The usually secretive North Korean government made a public appeal for relief to help those affected by severe floods in the northeast region of the country. The Korean Central News Agency (KNCA) on Sunday said that the country’s northeast has been affected by the ‘heaviest downpour’ since 1945, with tens of thousands of buildings destroyed and scores left homeless. The news agency urged soldiers and citizens to join a drive to help those affected.
According to a United Nations’ statement, which cites the Pyongyang government figures, death toll from the floods has risen to 133 with another 395 missing.

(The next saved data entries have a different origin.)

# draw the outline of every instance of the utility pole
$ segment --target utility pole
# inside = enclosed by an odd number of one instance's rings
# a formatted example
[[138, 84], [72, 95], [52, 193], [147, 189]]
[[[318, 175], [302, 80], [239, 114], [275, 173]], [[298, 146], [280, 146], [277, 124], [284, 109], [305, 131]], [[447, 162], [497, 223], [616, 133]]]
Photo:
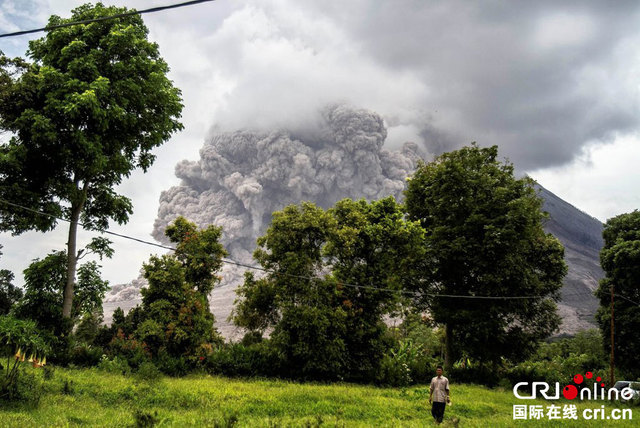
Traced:
[[614, 383], [614, 379], [613, 379], [613, 367], [614, 367], [614, 363], [613, 363], [613, 281], [611, 282], [611, 362], [610, 362], [610, 367], [611, 367], [611, 373], [610, 373], [610, 381], [611, 381], [611, 385], [609, 386], [609, 388], [613, 388]]

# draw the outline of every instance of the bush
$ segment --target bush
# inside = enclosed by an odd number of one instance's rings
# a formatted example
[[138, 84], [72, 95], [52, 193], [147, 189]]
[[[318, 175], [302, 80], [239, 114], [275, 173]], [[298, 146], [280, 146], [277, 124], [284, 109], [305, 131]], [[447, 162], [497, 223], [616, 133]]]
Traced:
[[106, 355], [103, 355], [98, 364], [98, 368], [109, 373], [118, 373], [125, 376], [131, 374], [131, 366], [129, 366], [127, 360], [117, 355], [113, 357], [113, 359], [109, 359]]
[[380, 363], [376, 382], [390, 386], [407, 386], [429, 382], [437, 362], [422, 344], [411, 339], [400, 340]]
[[148, 382], [155, 382], [162, 377], [162, 372], [152, 362], [144, 362], [136, 370], [136, 377]]
[[20, 368], [16, 372], [15, 381], [0, 391], [0, 402], [20, 401], [28, 406], [37, 407], [43, 391], [43, 384], [36, 375]]
[[[14, 351], [14, 349], [16, 351]], [[28, 400], [37, 404], [41, 385], [22, 367], [27, 355], [34, 367], [42, 367], [49, 351], [47, 344], [33, 321], [0, 316], [0, 355], [13, 355], [0, 374], [0, 400]]]
[[207, 372], [225, 376], [282, 375], [282, 360], [268, 340], [245, 346], [230, 343], [219, 346], [203, 364]]
[[158, 369], [169, 376], [184, 376], [193, 368], [186, 357], [174, 357], [164, 348], [160, 348], [154, 361]]
[[109, 351], [114, 356], [126, 360], [128, 365], [134, 369], [140, 364], [151, 360], [151, 353], [144, 342], [140, 342], [133, 336], [125, 336], [122, 330], [118, 330], [117, 334], [109, 343]]
[[380, 370], [376, 381], [388, 386], [407, 386], [411, 383], [411, 369], [409, 366], [395, 359], [391, 355], [385, 355], [380, 363]]
[[104, 350], [99, 346], [81, 344], [71, 350], [71, 362], [76, 366], [95, 367], [100, 364]]

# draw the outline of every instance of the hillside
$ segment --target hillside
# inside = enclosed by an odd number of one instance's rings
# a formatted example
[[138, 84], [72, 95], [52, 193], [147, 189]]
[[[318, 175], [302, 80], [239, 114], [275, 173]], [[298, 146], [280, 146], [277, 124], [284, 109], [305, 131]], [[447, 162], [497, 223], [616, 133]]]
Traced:
[[544, 210], [549, 213], [545, 230], [562, 242], [569, 265], [559, 305], [563, 318], [560, 334], [595, 327], [598, 301], [593, 291], [604, 276], [599, 256], [603, 225], [542, 186], [540, 196], [545, 201]]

Furthermore, some 107,000 people have been forced to flee their homes in the area along the Tumen River.
“The main thrust of an ongoing nationwide 200-day mass mobilisation campaign aimed at boosting the economy would be redirected to helping flood victims,” the KNCA said, quoting the central committee.
In a statement, UN Office for the Coordination of Humanitarian Affairs (OCHA) said, “More than 35,500 houses have been hit by the floods, with 69 per cent of them completely destroyed. More than 8,700 public buildings have also been damaged.”
“About 16,000 hectares of farmland had been inundated and at least 140,000 people urgently need help,” it added. OCHA said that a group of UN agencies, international NGOs, international Red Cross and North Korea’s Red Cross had visited parts of the flood-stricken region last week to assess needs.
North Korea’s announcement of the floods comes days after its fifth nuclear missile test, which drew unanimous condemnation from the international community.